In other words, he was talking about government funding.
“He singled out some areas of the budget he would eliminate or curtail, all in the name of achieving a balanced budget,” Romney adviser Eric Fehrnstrom said later. “It would not be getting rid of the organization. They have other sources of funding besides government operations, but in order to achieve balance, we have to make some tough decisions about spending.”
A federal budget cut might be painful for the organization. Planned Parenthood’s budget is more than $1 billion, of which $489 million is for government health services grants, much of it for Medicaid funding. About $75 million of that is for family planning, none of which can be used for abortions.

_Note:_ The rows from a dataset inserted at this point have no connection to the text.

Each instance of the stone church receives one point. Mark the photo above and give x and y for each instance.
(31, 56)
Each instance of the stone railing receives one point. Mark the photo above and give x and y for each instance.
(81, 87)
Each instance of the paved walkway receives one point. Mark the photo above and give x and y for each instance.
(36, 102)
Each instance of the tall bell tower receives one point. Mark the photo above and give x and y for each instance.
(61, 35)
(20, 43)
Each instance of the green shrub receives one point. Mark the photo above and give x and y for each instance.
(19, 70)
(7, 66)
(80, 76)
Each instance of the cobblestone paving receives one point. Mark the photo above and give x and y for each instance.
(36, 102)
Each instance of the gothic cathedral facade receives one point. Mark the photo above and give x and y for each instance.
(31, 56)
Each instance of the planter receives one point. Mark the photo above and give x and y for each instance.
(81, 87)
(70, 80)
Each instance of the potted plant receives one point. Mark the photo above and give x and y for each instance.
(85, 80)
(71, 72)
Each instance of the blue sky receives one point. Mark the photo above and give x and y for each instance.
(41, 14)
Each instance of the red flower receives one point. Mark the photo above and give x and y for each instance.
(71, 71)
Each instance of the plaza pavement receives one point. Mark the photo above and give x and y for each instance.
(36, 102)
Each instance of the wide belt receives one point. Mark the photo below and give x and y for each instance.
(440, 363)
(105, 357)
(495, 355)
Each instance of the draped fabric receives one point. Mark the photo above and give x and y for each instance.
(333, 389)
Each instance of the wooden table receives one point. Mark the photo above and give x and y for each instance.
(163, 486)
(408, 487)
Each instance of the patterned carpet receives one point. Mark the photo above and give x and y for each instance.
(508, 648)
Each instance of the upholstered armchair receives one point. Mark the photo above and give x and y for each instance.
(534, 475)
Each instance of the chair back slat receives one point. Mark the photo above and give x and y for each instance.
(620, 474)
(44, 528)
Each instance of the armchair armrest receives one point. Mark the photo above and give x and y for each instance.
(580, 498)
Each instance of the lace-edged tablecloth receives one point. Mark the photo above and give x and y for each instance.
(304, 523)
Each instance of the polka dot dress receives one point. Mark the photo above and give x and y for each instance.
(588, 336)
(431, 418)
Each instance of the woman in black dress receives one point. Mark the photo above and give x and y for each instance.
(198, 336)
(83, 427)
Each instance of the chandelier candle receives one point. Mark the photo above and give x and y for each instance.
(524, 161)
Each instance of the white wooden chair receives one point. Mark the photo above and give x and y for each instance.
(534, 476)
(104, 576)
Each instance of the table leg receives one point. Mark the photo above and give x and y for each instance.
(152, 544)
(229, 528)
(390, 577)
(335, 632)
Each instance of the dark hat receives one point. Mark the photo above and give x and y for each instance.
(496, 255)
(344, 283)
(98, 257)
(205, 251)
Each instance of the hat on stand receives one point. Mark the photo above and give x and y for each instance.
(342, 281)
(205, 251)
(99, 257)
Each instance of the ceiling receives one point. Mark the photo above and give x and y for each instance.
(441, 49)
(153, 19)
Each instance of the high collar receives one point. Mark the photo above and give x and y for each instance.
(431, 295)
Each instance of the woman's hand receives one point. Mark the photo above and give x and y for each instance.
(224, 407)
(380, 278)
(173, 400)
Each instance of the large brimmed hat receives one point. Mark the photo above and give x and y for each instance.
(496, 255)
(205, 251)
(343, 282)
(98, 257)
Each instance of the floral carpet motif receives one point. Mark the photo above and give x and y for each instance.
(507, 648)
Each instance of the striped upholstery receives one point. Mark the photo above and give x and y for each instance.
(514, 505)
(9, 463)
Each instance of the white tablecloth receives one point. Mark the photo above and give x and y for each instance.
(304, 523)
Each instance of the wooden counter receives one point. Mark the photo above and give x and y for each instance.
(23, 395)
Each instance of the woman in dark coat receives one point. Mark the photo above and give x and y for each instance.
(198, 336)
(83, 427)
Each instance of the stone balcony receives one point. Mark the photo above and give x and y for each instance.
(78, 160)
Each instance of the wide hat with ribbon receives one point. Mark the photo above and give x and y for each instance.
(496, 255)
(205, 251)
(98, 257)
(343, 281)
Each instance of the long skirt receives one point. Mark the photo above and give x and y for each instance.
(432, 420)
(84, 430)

“No, there wasn’t any discord…. It was absolutely two-thirds.”
— Rep. Debbie Wasserman Schultz (Fla.), DNC chair, interviewed on CNN
Wasserman Schultz, who on Wednesday earned Four Pinocchios for denying she made a statement that was caught on tape, insisted to the news network that Democrats were united in adding a reference to the Democrats’ platform that Jerusalem was Israel’s capital. The move was made after Republicans called attention to the fact that language from the 2008 platform had been dropped, alarming Jewish Democrats.

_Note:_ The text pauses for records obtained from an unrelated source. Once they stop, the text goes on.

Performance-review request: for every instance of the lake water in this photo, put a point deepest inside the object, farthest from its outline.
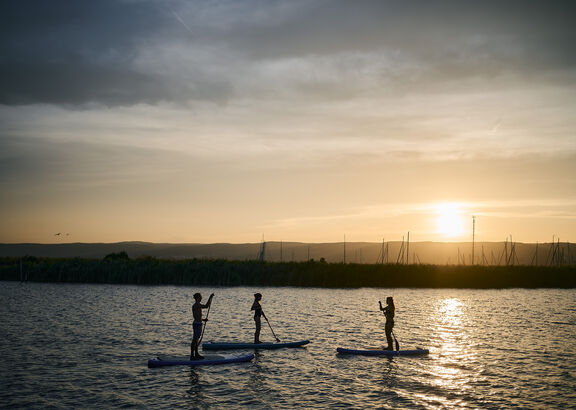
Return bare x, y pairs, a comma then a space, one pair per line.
86, 346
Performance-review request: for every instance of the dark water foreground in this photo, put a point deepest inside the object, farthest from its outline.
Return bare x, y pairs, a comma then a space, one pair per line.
87, 346
152, 271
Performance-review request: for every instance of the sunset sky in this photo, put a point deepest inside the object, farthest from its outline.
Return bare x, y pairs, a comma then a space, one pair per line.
230, 120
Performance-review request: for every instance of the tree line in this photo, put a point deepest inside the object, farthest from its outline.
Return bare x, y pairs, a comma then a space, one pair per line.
118, 268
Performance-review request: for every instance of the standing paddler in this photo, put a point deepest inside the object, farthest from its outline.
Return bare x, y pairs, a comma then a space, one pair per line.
389, 312
258, 313
197, 324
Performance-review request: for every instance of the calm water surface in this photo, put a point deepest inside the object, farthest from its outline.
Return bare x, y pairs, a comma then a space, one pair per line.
70, 346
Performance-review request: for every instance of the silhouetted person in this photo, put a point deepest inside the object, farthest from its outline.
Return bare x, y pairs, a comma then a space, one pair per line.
258, 313
389, 311
197, 324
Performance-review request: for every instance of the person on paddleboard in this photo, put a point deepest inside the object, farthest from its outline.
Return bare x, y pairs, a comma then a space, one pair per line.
389, 310
197, 324
258, 313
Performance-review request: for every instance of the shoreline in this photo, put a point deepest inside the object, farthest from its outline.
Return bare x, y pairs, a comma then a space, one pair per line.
218, 272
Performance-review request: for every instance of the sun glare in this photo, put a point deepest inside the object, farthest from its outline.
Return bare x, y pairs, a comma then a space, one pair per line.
449, 220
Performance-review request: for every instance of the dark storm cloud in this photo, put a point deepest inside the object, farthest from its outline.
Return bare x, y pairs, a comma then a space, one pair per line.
72, 52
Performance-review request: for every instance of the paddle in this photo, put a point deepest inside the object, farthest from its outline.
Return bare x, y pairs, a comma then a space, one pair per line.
276, 337
396, 342
205, 320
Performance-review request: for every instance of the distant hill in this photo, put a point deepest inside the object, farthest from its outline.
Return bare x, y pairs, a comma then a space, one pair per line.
439, 253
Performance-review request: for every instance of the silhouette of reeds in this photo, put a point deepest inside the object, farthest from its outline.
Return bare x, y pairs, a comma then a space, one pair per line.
220, 272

Yet Wasserman Schultz’s remarks are puzzling because Convention Chairman Antonio R. Villaraigosa had to ask three times for “aye” votes before concluding that the amendment had a two-thirds majority.
As The Post’s Scott Wilson reported, “The vote was far from decisive, however, and left many delegates who opposed the reinstatement of the language angry about the outcome. Some stood up from their seats inside the Time Warner Arena, shaking their fingers at Villaraigosa.”
Mark Landler of The New York Times reported that the change was “approved in a voice vote that had to be taken three times because of a chorus of noes in the arena…. The changes were meant to be a routine bit of business…. But they turned into a minor spectacle after the hall seemed balanced between yes and no votes, providing an unruly start to an evening meant to showcase attacks on Mitt Romney by former President Bill Clinton and others.”
Given such on-the-ground reporting, her claim of “no discord” is simply not credible.
(As is our practice, we generally do not award Pinocchios for these instant wrap-ups.)